I get what you are saying, but my hope is two-fold:

  1. We can use Swift's normal control flow instead of a separate api reproducing control flow

  2. The compiler can optimize things behind the scenes for us in a way that isn't possible using a Future API

I worry that this would become hard to reason about. Looking at the call site, I would never expect the execution context to change. Any change should be explicit.

That said, I do think we should allow concurrency (yes, I know that Async/Await doesn't usually actually control concurrency... but that is also a major point of confusion in other languages). That is what the async I proposed is for:

let x = async myAsyncFunc() ///Executed on a background thread

We could pretty easily allow control of where it executes when desired:

let x = async(on: myQueue) myAsyncFunc() ///Executed on myQueue

(Note: If we don't want to tie it specifically to CGD, we could have a protocol defining an execution context which Queues adhere to)

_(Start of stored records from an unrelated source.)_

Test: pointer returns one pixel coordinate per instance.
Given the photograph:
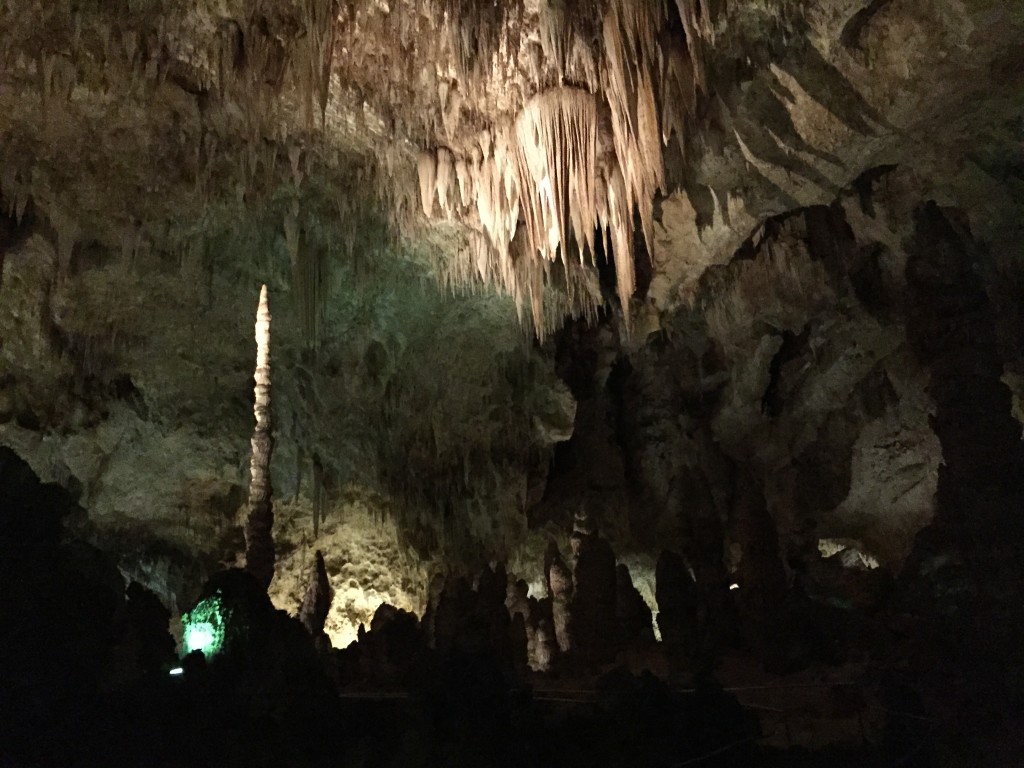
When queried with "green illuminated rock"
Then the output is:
(205, 626)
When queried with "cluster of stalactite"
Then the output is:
(552, 113)
(579, 157)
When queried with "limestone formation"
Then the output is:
(316, 603)
(259, 523)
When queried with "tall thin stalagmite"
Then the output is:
(259, 540)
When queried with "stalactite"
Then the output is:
(317, 501)
(631, 32)
(555, 163)
(426, 167)
(259, 523)
(314, 74)
(444, 171)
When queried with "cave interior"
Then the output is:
(632, 383)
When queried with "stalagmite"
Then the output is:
(259, 524)
(316, 603)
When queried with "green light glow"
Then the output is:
(205, 626)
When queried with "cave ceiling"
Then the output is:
(440, 195)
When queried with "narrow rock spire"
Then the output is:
(259, 540)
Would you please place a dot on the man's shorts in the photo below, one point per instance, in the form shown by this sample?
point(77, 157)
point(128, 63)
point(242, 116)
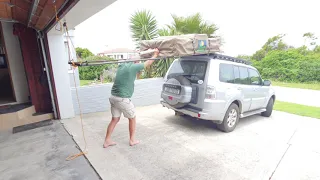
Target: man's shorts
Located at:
point(122, 105)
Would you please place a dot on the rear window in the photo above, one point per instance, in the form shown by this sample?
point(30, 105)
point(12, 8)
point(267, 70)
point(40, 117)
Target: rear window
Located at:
point(226, 73)
point(192, 70)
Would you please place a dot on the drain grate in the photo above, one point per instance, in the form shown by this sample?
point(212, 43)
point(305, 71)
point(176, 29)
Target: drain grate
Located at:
point(32, 126)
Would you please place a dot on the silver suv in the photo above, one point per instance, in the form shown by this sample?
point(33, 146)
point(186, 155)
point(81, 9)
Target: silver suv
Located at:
point(217, 88)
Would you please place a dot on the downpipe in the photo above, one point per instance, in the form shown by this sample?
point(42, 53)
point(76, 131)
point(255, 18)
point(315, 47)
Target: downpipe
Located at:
point(40, 36)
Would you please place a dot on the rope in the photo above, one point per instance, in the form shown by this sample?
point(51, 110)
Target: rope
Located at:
point(71, 157)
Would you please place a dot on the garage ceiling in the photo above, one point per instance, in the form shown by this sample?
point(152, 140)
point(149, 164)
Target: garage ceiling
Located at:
point(22, 11)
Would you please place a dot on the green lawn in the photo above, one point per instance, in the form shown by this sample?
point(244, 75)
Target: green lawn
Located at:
point(297, 109)
point(314, 86)
point(87, 82)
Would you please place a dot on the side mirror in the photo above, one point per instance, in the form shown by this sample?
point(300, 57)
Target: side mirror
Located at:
point(266, 83)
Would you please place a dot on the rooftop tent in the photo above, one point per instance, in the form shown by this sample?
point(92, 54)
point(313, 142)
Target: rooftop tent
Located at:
point(181, 45)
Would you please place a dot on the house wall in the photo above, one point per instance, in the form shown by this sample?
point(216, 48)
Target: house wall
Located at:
point(95, 98)
point(16, 64)
point(61, 75)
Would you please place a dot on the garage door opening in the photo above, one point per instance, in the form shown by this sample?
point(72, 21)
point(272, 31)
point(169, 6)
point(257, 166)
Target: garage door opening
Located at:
point(7, 95)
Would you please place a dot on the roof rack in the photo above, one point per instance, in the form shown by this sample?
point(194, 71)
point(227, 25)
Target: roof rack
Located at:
point(226, 58)
point(232, 59)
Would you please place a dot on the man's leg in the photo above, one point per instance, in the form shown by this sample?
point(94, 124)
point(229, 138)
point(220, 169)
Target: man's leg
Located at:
point(129, 112)
point(108, 142)
point(132, 129)
point(116, 114)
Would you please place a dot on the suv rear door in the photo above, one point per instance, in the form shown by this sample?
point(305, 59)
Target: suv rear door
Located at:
point(195, 69)
point(259, 91)
point(244, 86)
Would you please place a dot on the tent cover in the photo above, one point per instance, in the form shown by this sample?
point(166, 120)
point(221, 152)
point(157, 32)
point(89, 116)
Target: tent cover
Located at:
point(181, 45)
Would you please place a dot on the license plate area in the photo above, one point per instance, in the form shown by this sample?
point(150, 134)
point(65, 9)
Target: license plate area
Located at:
point(173, 89)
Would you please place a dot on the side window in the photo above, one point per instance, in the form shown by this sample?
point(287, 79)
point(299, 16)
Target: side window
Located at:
point(255, 78)
point(236, 75)
point(244, 75)
point(226, 73)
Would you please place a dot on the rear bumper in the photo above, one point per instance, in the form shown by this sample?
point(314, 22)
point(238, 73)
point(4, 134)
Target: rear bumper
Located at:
point(193, 113)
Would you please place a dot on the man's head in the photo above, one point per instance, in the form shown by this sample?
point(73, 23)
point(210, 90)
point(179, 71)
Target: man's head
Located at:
point(136, 57)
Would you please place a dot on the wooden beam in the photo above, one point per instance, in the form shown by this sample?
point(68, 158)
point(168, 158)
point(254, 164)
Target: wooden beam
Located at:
point(33, 8)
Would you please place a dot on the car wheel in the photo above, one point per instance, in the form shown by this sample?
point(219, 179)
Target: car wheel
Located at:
point(176, 113)
point(268, 112)
point(230, 120)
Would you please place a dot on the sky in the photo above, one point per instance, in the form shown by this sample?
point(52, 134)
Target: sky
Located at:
point(245, 25)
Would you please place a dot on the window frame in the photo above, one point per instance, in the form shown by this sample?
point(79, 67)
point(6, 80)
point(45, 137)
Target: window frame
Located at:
point(232, 66)
point(260, 78)
point(248, 78)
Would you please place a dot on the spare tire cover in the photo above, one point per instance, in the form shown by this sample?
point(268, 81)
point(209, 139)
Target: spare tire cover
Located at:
point(177, 100)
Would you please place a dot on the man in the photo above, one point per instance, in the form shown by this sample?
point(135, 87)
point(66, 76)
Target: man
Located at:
point(120, 101)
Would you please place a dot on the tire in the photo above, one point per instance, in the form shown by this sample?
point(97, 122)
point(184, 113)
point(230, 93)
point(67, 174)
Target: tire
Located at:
point(269, 108)
point(229, 123)
point(176, 113)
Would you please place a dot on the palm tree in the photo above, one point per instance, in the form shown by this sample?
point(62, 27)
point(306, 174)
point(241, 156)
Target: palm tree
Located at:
point(193, 24)
point(143, 26)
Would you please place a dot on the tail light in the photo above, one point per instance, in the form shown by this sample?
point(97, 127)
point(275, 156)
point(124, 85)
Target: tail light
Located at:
point(210, 92)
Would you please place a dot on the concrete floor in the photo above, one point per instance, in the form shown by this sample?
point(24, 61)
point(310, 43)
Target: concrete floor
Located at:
point(40, 154)
point(283, 146)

In both cases, await would always bring it back to the current context

let y = await x ///Current context blocks until x resolves

Ideally, we can make return async-aware in async functions, so that we can just return directly instead of the back-to-main dance that we do right now (and also solving CGD's issue of not being able to return to the current context easily). You just return the value directly from whatever context, and await takes care of getting you back to where you started. More work for the compiler, but it makes everything MUCH simpler to reason about...

One thing I realized, is that there's actually never mentioning of synchronization context in the async block. It's more-or-less the same as execution context that provides no mutex guarantee, like thread. For all we care, it's something that's executed in sequential order, which is honored.

I wanted to achieve that too, but it massively complicates the design with coroutine model. Since now the continuation block needs to detect whether it is suspending for this particular continuation, and the suspension needs to detect whether the continuation block has been called beforehand.

Further, we still haven't decided on a lot of things. What should happen if the continuation block is called before the caller suspend? Does the call to continuation block block (not a stutter)? What does the coroutine control flow look like?

The only model I could see that can achieve concurrency without explicit structure (nursery block, explicit Future return type) is the Future sugar, which I don't exactly see the benefit of.

Here's the thing: we're greedy. You don't just hop onto a particular synchronization context just for some API contract. Often you hop onto it to ensure mutual exclusion for your code, which is nigh impossible with async block. At best it's giving you false hope. At worse, false sense of security.

And as I said in reason 1 above.

With a throwing async function try await would handle a thrown error either in the same call stack or in a continuation. That's yet another way that this makes things simpler compared to the callback-based code, where you may have to handle the two cases entirely differently.

A new thread was created, and since people expressed a general desire to use fresher threads, I'm going to close this one. This thread has wandered pretty far from its original purpose anyway.